She turned the tiny slip of paper over in her hands. It was covered with angry words, scrawled in large letters that filled the front side and spilled over onto the back.

“I don’t understand the problem,” she said. “What do you want me to do?”

Harold clenched his muscles to keep from shaking. He had called his boss into the room to put an end to this rampant insurrection in his department, but Ellen was treating the note like it was some inconsequential college prank.

“It’s supposed to be a suggestion box,” Harold muttered through clenched teeth.

“Treat it like a suggestion, if you like,” Ellen said. “Otherwise ignore it. No boss can make every employee happy.”

She tumbled the paper over and around, following the words as they ran in every direction.

“Somebody thinks you killed a project.

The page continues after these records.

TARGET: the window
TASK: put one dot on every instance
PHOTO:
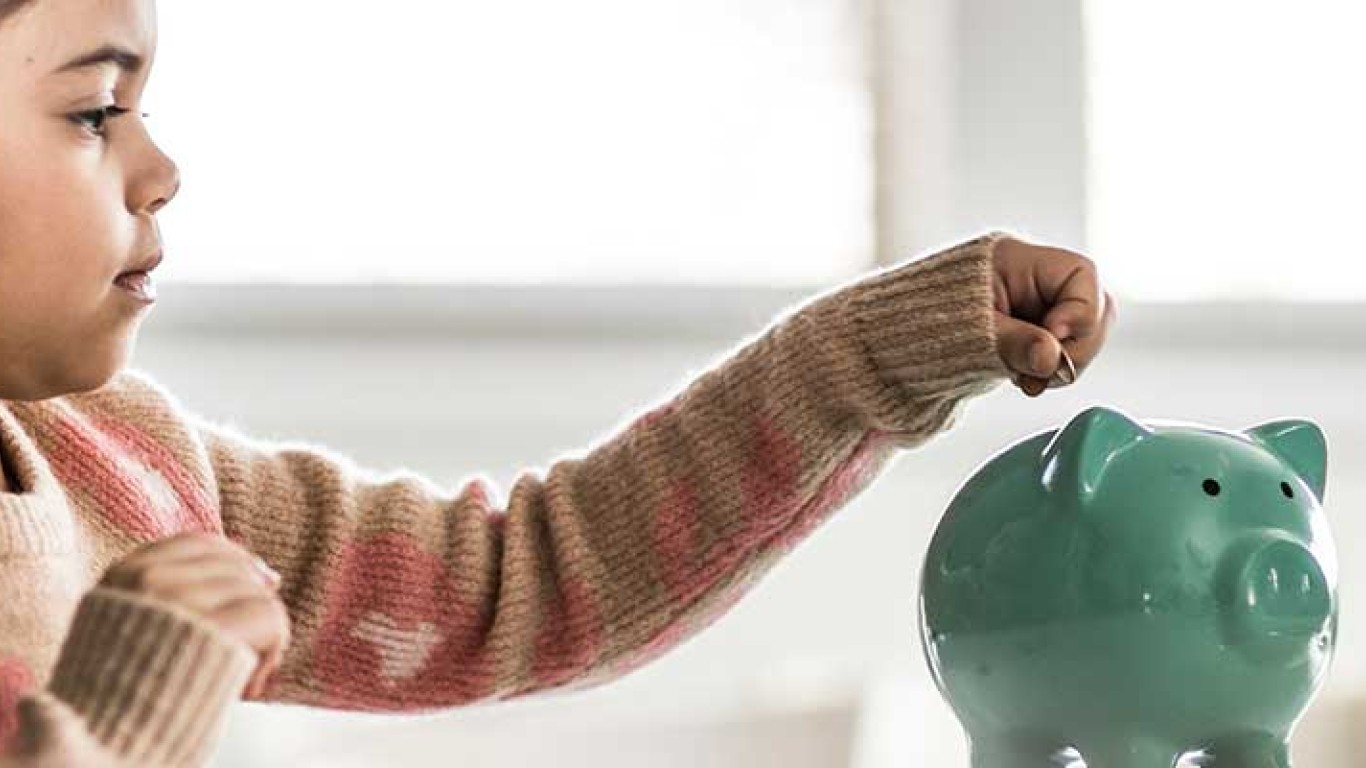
(695, 141)
(1228, 148)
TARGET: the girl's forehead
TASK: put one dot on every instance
(66, 38)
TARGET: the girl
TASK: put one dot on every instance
(135, 610)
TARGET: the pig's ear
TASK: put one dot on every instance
(1299, 444)
(1075, 458)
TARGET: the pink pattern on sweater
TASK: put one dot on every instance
(689, 580)
(570, 638)
(15, 682)
(675, 537)
(844, 483)
(768, 484)
(398, 633)
(135, 483)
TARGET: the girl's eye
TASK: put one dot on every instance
(93, 120)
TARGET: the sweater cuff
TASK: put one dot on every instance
(152, 681)
(926, 330)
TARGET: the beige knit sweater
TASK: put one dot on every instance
(409, 597)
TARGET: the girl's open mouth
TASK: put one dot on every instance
(138, 284)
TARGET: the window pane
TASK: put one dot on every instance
(515, 141)
(1228, 148)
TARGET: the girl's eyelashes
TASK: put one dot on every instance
(94, 120)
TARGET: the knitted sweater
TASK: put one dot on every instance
(409, 597)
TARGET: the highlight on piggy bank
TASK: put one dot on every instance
(1134, 595)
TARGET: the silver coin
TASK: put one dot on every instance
(1066, 371)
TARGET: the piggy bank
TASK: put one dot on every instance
(1134, 595)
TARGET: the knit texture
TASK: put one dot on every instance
(407, 597)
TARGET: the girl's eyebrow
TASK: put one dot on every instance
(107, 53)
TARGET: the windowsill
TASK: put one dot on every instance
(685, 312)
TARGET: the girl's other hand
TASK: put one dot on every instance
(1047, 299)
(219, 581)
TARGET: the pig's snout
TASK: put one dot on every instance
(1275, 595)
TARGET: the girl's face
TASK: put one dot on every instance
(81, 183)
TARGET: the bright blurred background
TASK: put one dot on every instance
(471, 237)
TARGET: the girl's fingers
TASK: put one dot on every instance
(1026, 349)
(1075, 301)
(1085, 349)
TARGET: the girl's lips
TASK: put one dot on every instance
(138, 284)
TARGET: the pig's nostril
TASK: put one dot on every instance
(1280, 597)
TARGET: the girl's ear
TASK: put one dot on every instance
(1074, 462)
(1299, 444)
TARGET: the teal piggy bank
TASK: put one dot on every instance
(1135, 596)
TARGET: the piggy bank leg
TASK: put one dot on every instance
(1016, 752)
(1135, 752)
(1251, 750)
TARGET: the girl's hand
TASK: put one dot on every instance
(217, 581)
(1047, 299)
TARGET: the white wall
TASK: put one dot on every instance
(835, 621)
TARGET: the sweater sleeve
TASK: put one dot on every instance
(137, 683)
(409, 597)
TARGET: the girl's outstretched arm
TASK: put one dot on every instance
(407, 597)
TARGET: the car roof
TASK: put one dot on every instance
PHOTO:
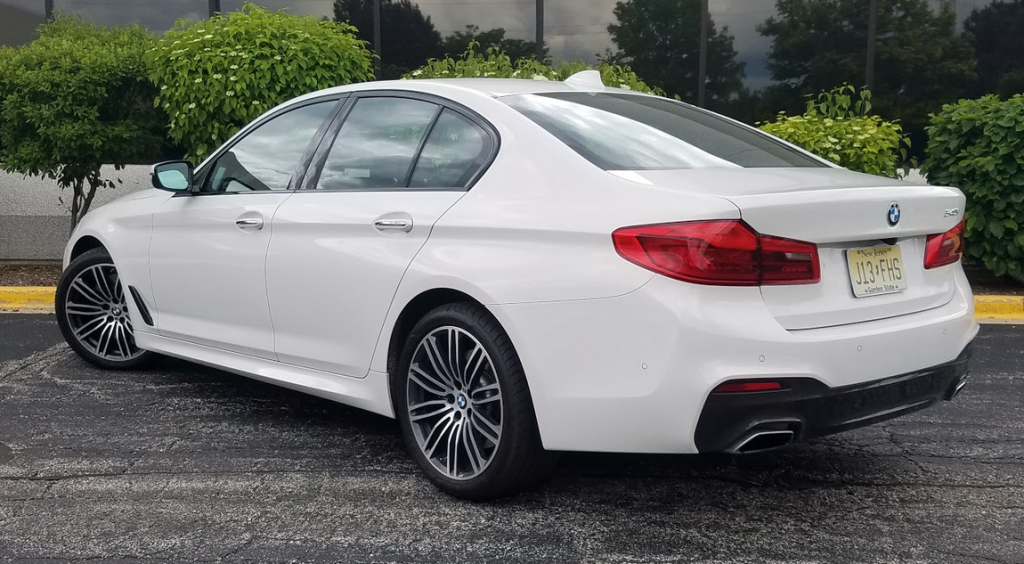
(486, 86)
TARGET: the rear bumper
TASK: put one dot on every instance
(807, 407)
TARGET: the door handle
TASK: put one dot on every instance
(393, 225)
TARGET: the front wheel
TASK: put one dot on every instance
(465, 408)
(92, 313)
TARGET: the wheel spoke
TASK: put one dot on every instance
(103, 342)
(434, 355)
(440, 428)
(453, 449)
(471, 374)
(89, 328)
(488, 430)
(429, 415)
(496, 397)
(486, 388)
(123, 342)
(472, 451)
(446, 364)
(84, 309)
(88, 293)
(102, 285)
(431, 385)
(454, 356)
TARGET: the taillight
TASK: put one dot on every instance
(944, 249)
(719, 253)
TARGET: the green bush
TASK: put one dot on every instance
(837, 126)
(218, 75)
(75, 99)
(978, 145)
(495, 63)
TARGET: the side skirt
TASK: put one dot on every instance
(370, 393)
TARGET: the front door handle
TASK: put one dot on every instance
(393, 225)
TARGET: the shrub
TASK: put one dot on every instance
(218, 75)
(837, 126)
(495, 63)
(75, 99)
(978, 145)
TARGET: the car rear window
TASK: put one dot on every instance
(633, 132)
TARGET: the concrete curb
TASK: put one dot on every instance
(1005, 309)
(29, 299)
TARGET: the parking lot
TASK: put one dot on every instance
(188, 464)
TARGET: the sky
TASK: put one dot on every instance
(573, 29)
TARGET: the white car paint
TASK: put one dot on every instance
(617, 358)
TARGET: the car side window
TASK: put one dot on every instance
(265, 159)
(455, 149)
(377, 143)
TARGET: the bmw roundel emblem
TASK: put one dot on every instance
(893, 216)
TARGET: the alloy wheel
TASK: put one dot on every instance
(97, 313)
(455, 402)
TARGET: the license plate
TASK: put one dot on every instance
(876, 270)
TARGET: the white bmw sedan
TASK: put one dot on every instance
(514, 268)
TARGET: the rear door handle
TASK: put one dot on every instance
(393, 225)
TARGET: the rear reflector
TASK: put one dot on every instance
(739, 387)
(718, 253)
(944, 249)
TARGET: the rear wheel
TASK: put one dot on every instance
(92, 312)
(464, 405)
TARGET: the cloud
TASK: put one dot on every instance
(573, 29)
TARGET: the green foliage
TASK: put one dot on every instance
(498, 64)
(218, 75)
(978, 145)
(408, 36)
(836, 126)
(660, 40)
(921, 60)
(75, 99)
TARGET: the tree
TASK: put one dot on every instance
(921, 61)
(75, 99)
(218, 75)
(996, 33)
(408, 37)
(660, 41)
(458, 43)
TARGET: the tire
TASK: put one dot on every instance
(463, 410)
(92, 313)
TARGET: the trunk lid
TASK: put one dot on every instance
(839, 211)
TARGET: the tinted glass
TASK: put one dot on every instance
(266, 157)
(377, 143)
(631, 132)
(455, 150)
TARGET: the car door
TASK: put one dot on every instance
(208, 251)
(389, 168)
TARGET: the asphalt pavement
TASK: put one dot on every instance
(187, 464)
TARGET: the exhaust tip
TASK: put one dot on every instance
(757, 441)
(956, 390)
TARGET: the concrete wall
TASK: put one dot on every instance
(35, 224)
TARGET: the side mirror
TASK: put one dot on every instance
(173, 176)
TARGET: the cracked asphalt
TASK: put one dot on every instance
(188, 464)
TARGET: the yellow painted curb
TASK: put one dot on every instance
(29, 299)
(40, 299)
(998, 308)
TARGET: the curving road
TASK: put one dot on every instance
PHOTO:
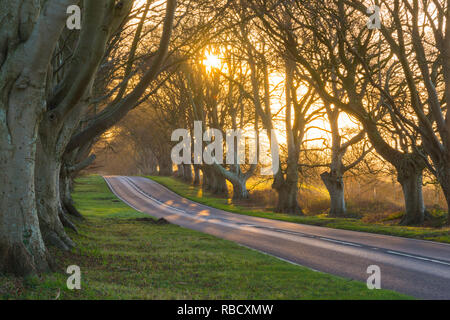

They don’t think you allow people to do their jobs.” She let the paper drop to the table in front of her. “Every boss has someone like that in their department.”

“There’s more.” Harold lifted the suggestion box and dumped a pile of notes in the middle of the table.

Ellen pulled one from the pile and read it. A different penmanship, much neater, befitting a cooler and more composed complaint.

“They think you have a teacher’s pet, a little mentoring here in the department.” She looked up. “And now nobody likes that person, either.”

“I don’t want them to like me.”

“Well, you’ve succeeded, apparently.”

Ellen pulled yet another note from the stack of crumpled suggestions. Then another. And as she read, she summarized the notes for Harold, more for her benefit than for his.

“You’ve been manipulating the company handbook, deciding which parts you follow and which you ignore. You’ve canceled vacations and time off, but you didn’t show up for the last conversion weekend. You always dress well—that’s a point for you—but you haven’t been to a training seminar in three years.”

She stopped her commentary and stared at Harold.

“I know!” he said, fuming. “They’re all the same! I think we should fire somebody!”

“How long have you been getting these?” Ellen asked.

“Just the last few weeks.”

“But it sounds like this has been going on for a lot longer, maybe years.”

“No,” Harold said, shaking his head. “It just started. The box has been empty for years, and then these just start coming in, one after the other. I think they planned this.”

Ellen picked up another note, read it, and sank back in her chair.

“I have to ask this question, and I want you to be honest with me.” She was staring at the wall behind him. “Are any of these true?”

He scowled at her, as if the idea was completely irrelevant.

“What do you mean?”

“You weren’t at the last conversion,” she said. “Why not?” 

“You don’t get it,” he nearly shouted.

His hands dug through the papers in the middle of the table, lifting them in the air and letting them tumble down through his open fingers. 

“This is about the integrity of the department! I can’t work with these people trying to tear down everything I’ve built!”

Ellen reached for the phone and dialed her office number.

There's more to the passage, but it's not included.